Playing Games with History

October 9, 2017

During her stay, one of our summer fellows, Isabelle Baudino, had the chance to view a recently discovered puzzle that belonged to the Lewises’. She kindly wrote a brief essay on the puzzle and its origins. For more information about the puzzle, please see the Catalog Record


One may not primarily come to consult the invaluable treasures held in the collection at the Lewis Walpole Library in search of games. Yet, alongside voluminous history books, there is a rare copy of one of the earliest pedagogical jigsaws designed to help children learn British history. Entitled, Engravings for teaching the elements of English history and chronology after the manner of Dissected maps for teaching geography, it is kept in its original box, and comprises 42 wooden pieces: 10 that constitute the frame and 32 - printed with the portrait of a king, ruler or queen of England, or Great Britain, from William I to George II - that are to be arranged in four rows. Each piece is the shape of an irregular rectangle, with different contours but a similar structural design: an oval portrait of the ruler is placed in the middle, surrounded by a first oval frame bearing his or her name, dates of birth, death and rule. It is surrounded by a second oval frame with names of famous persons, contemporaries of the ruler, separated by decorative garlands. Then, in the four corners, memorable events of the reign are recorded.
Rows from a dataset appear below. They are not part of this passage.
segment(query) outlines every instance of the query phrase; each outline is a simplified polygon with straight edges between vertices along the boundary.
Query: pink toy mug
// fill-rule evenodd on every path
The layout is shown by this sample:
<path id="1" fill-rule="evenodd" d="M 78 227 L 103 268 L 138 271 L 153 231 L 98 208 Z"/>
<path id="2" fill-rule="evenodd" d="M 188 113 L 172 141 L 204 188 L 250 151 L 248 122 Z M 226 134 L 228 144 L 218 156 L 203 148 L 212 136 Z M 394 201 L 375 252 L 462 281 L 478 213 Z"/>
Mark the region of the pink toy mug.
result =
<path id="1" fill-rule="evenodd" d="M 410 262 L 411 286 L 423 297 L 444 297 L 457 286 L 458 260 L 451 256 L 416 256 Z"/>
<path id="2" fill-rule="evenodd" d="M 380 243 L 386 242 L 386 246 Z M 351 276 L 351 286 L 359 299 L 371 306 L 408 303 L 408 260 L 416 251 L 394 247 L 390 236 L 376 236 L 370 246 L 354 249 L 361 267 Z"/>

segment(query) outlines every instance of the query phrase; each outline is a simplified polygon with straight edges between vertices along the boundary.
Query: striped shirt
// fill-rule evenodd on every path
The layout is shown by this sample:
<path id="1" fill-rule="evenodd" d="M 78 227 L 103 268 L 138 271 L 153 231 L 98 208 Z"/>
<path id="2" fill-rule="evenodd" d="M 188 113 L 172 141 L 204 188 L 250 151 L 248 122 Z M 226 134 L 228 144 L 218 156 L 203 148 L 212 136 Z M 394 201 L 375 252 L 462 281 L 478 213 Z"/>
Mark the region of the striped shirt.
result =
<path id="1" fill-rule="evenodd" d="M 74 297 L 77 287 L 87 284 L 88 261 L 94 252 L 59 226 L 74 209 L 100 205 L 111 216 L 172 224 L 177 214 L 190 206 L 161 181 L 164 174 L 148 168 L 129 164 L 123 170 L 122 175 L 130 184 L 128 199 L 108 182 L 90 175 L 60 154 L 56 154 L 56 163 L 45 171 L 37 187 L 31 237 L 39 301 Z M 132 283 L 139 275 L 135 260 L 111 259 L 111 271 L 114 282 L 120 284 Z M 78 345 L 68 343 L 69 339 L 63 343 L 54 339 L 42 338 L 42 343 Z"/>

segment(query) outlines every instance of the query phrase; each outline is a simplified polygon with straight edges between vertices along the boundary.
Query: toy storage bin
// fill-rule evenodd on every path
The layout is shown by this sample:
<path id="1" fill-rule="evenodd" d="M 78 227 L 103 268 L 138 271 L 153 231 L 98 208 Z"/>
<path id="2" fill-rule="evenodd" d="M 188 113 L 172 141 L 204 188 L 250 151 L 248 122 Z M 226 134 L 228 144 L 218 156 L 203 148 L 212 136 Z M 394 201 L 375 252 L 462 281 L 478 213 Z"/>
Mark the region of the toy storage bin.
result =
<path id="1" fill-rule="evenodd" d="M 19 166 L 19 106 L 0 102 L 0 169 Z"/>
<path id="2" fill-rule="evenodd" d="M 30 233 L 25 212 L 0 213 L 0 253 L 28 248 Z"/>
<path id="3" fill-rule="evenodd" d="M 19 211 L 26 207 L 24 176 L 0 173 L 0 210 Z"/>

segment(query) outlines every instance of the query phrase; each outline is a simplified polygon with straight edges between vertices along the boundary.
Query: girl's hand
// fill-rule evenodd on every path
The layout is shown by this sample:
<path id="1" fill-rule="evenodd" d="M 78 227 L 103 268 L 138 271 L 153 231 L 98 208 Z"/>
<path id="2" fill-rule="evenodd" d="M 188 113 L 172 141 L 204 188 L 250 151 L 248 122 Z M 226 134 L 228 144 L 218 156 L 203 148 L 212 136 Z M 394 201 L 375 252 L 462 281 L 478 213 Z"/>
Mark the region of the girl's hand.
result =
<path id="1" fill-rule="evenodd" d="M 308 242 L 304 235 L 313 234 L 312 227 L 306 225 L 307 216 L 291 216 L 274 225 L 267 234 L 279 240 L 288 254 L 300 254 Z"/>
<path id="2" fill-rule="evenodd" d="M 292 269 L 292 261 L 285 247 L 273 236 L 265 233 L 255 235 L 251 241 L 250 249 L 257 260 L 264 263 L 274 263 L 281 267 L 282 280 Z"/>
As indicated in the directions below the title, the medallions, frames and corners correspond to four successive stages in the learning process. Whereas other historical textbooks, such as John Lockman’s popular History of England by Question and Answer (1729) already included illustrations, this jigsaw relies more heavily on the visualization of history. As indicated in the title, it was inspired by the puzzle (or dissected) maps created twenty years earlier by John Spilsbury, such as his Europe Divided into its Kingdoms (1767) in which the elements were cut following the geographical boundaries of the different kingdoms. Establishing a parallel between history and geography, the jigsaw maps out nearly seven hundred years of British history in the manner of a territory the youth were encouraged to survey mentally, picturing the different characters and events in order to memorize the chronology.
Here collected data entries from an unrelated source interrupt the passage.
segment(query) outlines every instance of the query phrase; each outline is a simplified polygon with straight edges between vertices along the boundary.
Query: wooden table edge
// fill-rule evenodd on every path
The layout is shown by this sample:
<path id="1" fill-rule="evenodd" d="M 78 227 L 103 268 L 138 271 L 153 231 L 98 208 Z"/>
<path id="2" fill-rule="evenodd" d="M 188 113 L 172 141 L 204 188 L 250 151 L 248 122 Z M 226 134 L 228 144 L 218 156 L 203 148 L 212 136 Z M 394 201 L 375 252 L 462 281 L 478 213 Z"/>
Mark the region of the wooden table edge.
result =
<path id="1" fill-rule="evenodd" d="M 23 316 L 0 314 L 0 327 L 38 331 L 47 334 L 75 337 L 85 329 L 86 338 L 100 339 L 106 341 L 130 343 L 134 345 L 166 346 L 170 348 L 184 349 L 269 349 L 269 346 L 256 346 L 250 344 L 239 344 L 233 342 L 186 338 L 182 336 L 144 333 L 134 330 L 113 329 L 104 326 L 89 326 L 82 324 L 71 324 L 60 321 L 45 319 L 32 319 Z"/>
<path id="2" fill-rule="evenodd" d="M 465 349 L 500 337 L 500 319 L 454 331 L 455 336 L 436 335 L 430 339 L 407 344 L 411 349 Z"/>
Designed by schoolmaster John Hewlett (1762-1844), and engraved by William Darton (1755-1819), who specialised in educational books, this sophisticated teaching aid borrowed from the most popular historical illustrations of the eighteenth century, i.e from George Vertue’s Heads of the Kings of England, proper for Mr. Rapin’s History (1736). Indeed 24 out of the 32 portraits in the medallions are copied (and thus reversed) from Vertue’s engravings. Being much smaller, they are also simplified versions of the luxurious engravings owned by Horace Walpole and coveted by Georgian collectors. They show how the individual likenesses of English rulers drawn by Vertue had become part of a potent national imagery that was circulated among ever larger sections of the British population.   

Isabelle Baudino, ENS de Lyon, CNRS (IHRIM)

Visiting Fellow at the Lewis Walpole Library, summer 2017.